O caso lembra, no Brasil, o que ocorreu na Escola Base de São Paulo, em que os seus diretores foram sumariamente condenados, sobretudo pela opinião pública, para depois a justiça decretar que eles eram inocentes. A nossa sociedade está muito atenta a esse tipo de problema, o que não impede que se registre um lamentável aumento da sua incidência.
Na nossa opinião, pela falta de uma atenção maior dos pais ou pela existência de lares desestruturados, que dão margem a esses desequilíbrios.
Estabelece-se na película uma paranóia sexual, a partir de uma confusa acusação de Klara, uma lourinha de seis anos de idade, que tem uma estranha fixação pela figura do professor e se sente rejeitada por ele. Sendo vizinhos, de pais amigos, ela costumava pegar carona do mestre, na caminhada matinal até a escola. Ainda por cima, tinha enorme atração por Fanny, uma doce e peluda cadela, que vivia confortavelmente na casa de Lucas.

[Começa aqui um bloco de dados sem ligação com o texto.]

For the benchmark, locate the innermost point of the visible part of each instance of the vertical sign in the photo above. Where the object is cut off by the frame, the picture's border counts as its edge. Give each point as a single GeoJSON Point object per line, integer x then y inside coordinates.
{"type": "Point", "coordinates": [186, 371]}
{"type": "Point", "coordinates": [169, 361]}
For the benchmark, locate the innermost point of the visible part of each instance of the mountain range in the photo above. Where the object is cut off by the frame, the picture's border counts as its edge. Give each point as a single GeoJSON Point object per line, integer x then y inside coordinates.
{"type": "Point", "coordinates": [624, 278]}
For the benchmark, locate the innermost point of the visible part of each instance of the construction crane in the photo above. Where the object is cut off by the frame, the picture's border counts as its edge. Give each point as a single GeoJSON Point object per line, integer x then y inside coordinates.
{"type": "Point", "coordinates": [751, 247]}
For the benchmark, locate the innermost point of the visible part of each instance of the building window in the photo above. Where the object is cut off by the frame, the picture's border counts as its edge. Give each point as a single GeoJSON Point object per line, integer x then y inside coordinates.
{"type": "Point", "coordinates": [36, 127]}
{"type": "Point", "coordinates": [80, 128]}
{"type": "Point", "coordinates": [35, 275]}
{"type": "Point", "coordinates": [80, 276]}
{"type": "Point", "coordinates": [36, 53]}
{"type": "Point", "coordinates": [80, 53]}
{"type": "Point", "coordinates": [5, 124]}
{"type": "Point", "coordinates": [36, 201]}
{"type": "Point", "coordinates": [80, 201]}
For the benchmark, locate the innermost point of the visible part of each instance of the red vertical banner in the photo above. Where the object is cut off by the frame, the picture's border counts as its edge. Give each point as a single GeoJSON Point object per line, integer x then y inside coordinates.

Do tipo simpático e afável, o professor era recebido diariamente na escola com sustos e brincadeiras por parte das crianças, que demonstravam grande estima por ele. Tudo caminhava bem, na placidez daquela pequena comunidade, quando a diretora da escola, notoriamente incompetente, desconfia de que Klara tem um importante segredo guardado: ela entrevista a menina e, sem muitos cuidados, a leva a confessar que o professor tinha mostrado suas partes íntimas para a menina. Insegura, a diretora recorre a outro incompetente, um assistente social, que numa entrevista de cinco minutos conclui direto que a menina não mentia.
A diretora convoca uma reunião de pais e professores e confessa o exercício de pedofilia. Não resta outra alternativa senão demitir o professor . Em seguida, como é natural, ele é execrado por colegas e amigos, entre os quais os pais de Klara. Todos reagem contra o que seria uma barbaridade, inusitada naquela localidade. Lucas tenta levar a vida em sua casa, mas a acusação produz efeitos atômicos: vai fazer compras no supermercado e é proibido de estar ali. Briga com um dos funcionários.
Divorciado, consegue atrair o filho para a sua companhia. Vai o garoto às compras e também é proibido pelo dono da loja. Havia um nítido esquema de sufocar o alegado “criminoso”, totalmente inocente. Klara se desdiz, afirmando aos pais que inventara “umas besteiras”. Não adianta nada. Ele é preso e levado para a cadeia. O único que o defende, ardorosamente, é o filho valente, que dá enorme demonstração de amor. Briga pela inocência do pai.
O caso se generaliza e outras crianças também acusam Lucas, alegando que tudo se passava no porão da sua casa. A Justiça liberou o acusado. Na sua casa não tinha porão. Além disso, em casos comprovados de pedofilia, assinalam-se nas vítimas diversos desvios de comportamento, o que não ocorreu.
Cabe ainda um último comentário: por que o professor se manteve sempre na defensiva? Na verdade, só uma vez, no supermercado, deu uma cabeçada no vendedor que o inibia nas compras. De resto, vai sendo aos poucos desconstruído, sem demonstrar a revolta que dele se esperava. Questão de temperamento ou covardia? É mais uma dúvida que fica para a discussão entre os espectadores do filme, premiado no festival de Cannes.